Un conte initiatique sur le bonheur et la poésie du jazz

Théo Metais
Critique du film: Théo Metais

Et voilà qu’en tomber de rideau d’une année (inter)minable, l’écurie Disney Pixar a dévoilé son petit dernier le jour de Noël. Un long-métrage qui a reçu le label Cannes 2020, Soul de Pete Docter est une envolée rayonnante dans la vie de Joe, un professeur de musique new-yorkais. Une réalisation d’une inventivité folle et un message d’une rareté émouvante. De quoi nous réchauffer le cœur pour l’année à venir.

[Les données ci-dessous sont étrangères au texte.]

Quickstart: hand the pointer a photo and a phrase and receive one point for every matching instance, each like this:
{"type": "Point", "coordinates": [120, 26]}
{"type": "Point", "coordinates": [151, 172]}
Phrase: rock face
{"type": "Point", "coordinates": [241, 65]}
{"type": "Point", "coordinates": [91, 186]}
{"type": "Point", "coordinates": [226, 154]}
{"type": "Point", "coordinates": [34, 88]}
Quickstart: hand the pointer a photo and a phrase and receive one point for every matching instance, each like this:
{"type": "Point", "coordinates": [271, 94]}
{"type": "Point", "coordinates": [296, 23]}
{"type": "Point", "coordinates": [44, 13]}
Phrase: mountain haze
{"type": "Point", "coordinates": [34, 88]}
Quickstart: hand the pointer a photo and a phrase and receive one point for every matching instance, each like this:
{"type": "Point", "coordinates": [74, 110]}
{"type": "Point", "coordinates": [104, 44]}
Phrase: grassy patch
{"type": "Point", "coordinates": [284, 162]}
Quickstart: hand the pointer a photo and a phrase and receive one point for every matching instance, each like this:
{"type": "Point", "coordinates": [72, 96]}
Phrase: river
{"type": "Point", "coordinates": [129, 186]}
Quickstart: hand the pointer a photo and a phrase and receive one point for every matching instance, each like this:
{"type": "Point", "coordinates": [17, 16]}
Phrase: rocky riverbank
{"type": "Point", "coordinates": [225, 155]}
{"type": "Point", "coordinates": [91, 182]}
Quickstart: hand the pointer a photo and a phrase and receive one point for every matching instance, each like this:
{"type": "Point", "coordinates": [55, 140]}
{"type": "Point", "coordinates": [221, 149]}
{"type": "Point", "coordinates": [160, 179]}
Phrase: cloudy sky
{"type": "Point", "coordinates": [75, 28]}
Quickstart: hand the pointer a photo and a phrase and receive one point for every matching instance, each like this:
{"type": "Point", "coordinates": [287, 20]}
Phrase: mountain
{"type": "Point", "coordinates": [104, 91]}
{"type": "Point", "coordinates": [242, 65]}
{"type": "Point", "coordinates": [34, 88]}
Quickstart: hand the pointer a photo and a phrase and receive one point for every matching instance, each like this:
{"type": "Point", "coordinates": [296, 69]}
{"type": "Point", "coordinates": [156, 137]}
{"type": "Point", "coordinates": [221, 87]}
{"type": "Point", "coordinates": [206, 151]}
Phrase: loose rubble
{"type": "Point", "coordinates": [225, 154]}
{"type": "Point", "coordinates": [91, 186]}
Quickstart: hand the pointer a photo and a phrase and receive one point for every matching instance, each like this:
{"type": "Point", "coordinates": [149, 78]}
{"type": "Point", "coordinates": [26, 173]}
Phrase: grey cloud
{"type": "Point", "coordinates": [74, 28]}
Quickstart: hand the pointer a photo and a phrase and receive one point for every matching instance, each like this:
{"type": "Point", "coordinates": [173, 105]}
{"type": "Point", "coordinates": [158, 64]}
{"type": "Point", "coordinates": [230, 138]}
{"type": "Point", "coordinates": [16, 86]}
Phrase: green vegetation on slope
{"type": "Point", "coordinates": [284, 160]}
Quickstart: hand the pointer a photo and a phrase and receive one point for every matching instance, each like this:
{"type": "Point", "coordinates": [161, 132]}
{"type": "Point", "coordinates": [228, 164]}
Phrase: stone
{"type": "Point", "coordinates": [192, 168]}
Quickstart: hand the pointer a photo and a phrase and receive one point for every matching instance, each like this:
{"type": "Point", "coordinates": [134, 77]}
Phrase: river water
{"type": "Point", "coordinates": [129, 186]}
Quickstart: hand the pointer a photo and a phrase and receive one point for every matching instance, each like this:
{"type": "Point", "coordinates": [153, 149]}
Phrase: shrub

Professeur de musique, Joe Gardner (parlé en version originale par Jamie Foxx et par Omar Sy en VF) ne vit que pour le jazz. L’homme se rêvait presque Thelonious Monk, mais il décroche la Blue Note à l’école élémentaire. Et alors qu’on lui offre un poste à temps plein, c’est la douche froide. D’un coup d’un seul, ses rêves s’effondrent sur l’autel de la sécurité de l’emploi. Mais voilà que le téléphone sonne, un ancien élève qui a percé dans le milieu a besoin de renfort le soir même pour accompagner «The Dorothea Williams Quartet». Joe est aux anges, mais une bouche d’égout laissée béante viendra contrecarrer ses plans. Pendu au téléphone, Joe y plonge comme dans un songe. Happé par l’au-delà, «Soul» est aussi un film qui nous rappelle l’importance de regarder là où on met les pieds!

Et voilà que Joe passe de vie à trépas; au seuil des marches du paradis c’est l’heure du bilan. De son corps ne reste qu’un esprit, et ils sont des milliers à sombrer comme des fantômes vers l’immensité lumineuse. Dès lors, Pete Docter (qui avait préalablement écrit les Vice-versa et autre Là-haut) dévoile la grande machinerie du monde d’après et alors que Joe tente de s’évader, il se retrouve coincé dans les arcanes du monde d’avant. Le voilà instructeur dans un monde où les nouvelles âmes acquièrent leur personnalité et leur caractère. Joe va venir en aide à l’intrépide “22” (parlé en VO par Tina Fey et Camille Cottin en VF) qui a résisté à tous ses mentors et qui refuse catégoriquement la vie sur Terre. En chemin, les deux comparses feront la rencontre d’un certain Moonwind (Graham Norton), sorte d’hurluberlu en transe qui communique avec l’au-delà.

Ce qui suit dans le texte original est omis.